Look for a board-certified Fluency Specialist at http://www.stutteringspecialists.org/specialists_list.html. There are about 100,000 speech-language pathologists in the United States, of which less than 500 are Fluency Specialists. Speech-language pathologists are trained in a wide variety of disorders. Most speech-language pathologists had one class, or maybe half of a class, in fluency disorders. Many speech-language pathologists have no training or experience with stuttering.

The Stuttering Foundation of America ((http://www.stutteringhelp.org) or 800/992-9392) also has a list of recommended speech pathologists.

Or attend your local National Stuttering Association (http://www.nsastutter.org/ or 800/364-1677) support group, and ask people to recommend a speech pathologist.

If you have a serious complaint against a speech pathologist, call the American Speech-Language Hearing Association at (301) 897-5700.

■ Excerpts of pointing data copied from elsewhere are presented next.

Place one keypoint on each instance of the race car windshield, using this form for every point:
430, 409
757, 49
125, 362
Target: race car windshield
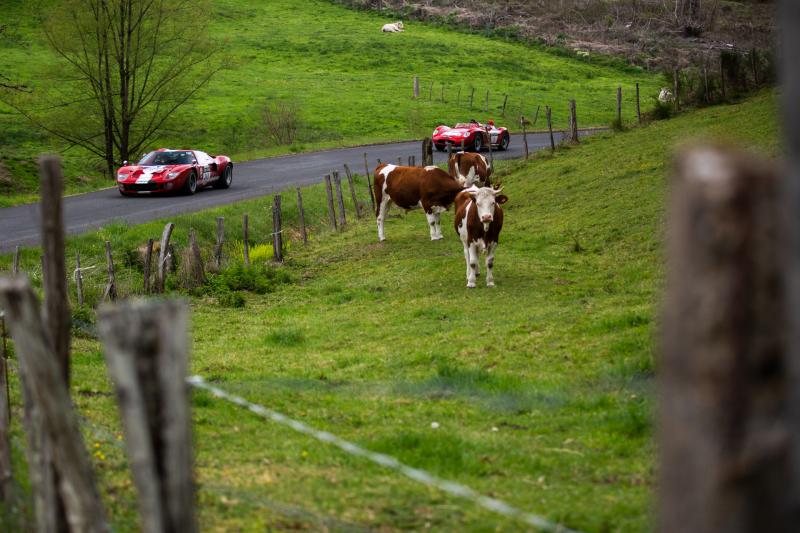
167, 158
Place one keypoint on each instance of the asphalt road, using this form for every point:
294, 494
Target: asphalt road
19, 225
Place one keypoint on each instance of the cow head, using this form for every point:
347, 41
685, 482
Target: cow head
486, 198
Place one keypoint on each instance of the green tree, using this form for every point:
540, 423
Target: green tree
125, 67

Paying for Stuttering Therapy[edit]

Speech pathologists usually charge between $60 and $120 per hour. You may go two hours a week, for a few months, then one hour a week for a few more months, depending on your severity and progress. Your speech clinic may also have group therapy sessions, for about $25 for two hours. You usually do the group therapy for maintenance, after a few months of individual therapy. The total bill may be $2500 to $5000.

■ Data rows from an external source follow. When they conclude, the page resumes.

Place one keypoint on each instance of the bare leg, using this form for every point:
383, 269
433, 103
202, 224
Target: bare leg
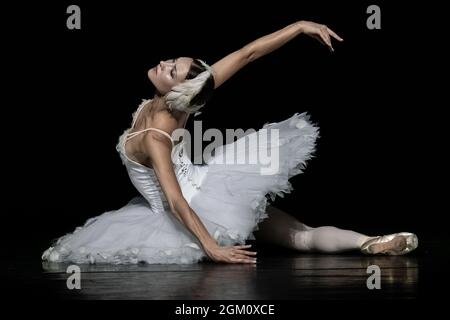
283, 229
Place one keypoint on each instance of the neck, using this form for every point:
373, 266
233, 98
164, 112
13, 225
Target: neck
177, 114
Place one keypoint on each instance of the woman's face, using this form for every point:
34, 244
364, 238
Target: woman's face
169, 73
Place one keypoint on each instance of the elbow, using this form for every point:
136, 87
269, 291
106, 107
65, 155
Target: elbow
248, 54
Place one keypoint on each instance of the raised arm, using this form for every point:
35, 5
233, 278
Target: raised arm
229, 65
159, 150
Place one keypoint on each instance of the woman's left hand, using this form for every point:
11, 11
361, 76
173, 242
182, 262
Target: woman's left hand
320, 32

Few health insurance carriers pay for stuttering therapy. They may say that stuttering is a pre-existing condition, or that stuttering is not a medical condition.

Federal law requires that public schools provide speech therapy for children as young as three. In some states, this may continue up to 21, if you're in college.

If you are unemployed, you may get stuttering therapy paid by your state's vocational rehabilitation. If you are employed, ask your employer to pay part of your therapy costs.

Most Speech-Language Pathologists Don't Like Stuttering[edit]

One of the sad things about stuttering, that sad disorder of the human race, is that its victims far too often find themselves in the hands of a naïve rather than incompetent therapist.
—Charles Van Riper

The American Speech-Language Hearing Association (ASHA) asked speech-language pathologists to rank 20 speech disorders in order of preference. Childhood stuttering was ranked in the middle. Adult stuttering was at the bottom. Speech pathologists dislike adult stuttering because they know little about it. Their lack of training makes them uncomfortable in treating stuttering. You may be the first stutterer your speech pathologist has ever seen.

A speech pathology professor wrote on the Internet:

One of my students came to me and asked if I was serious about wanting them to go out and stutter [for a day]. She didn't want to do that. Another said she was sweating it out too…I had difficulty getting students to fake stuttering to get the feeling people who stutter have every day.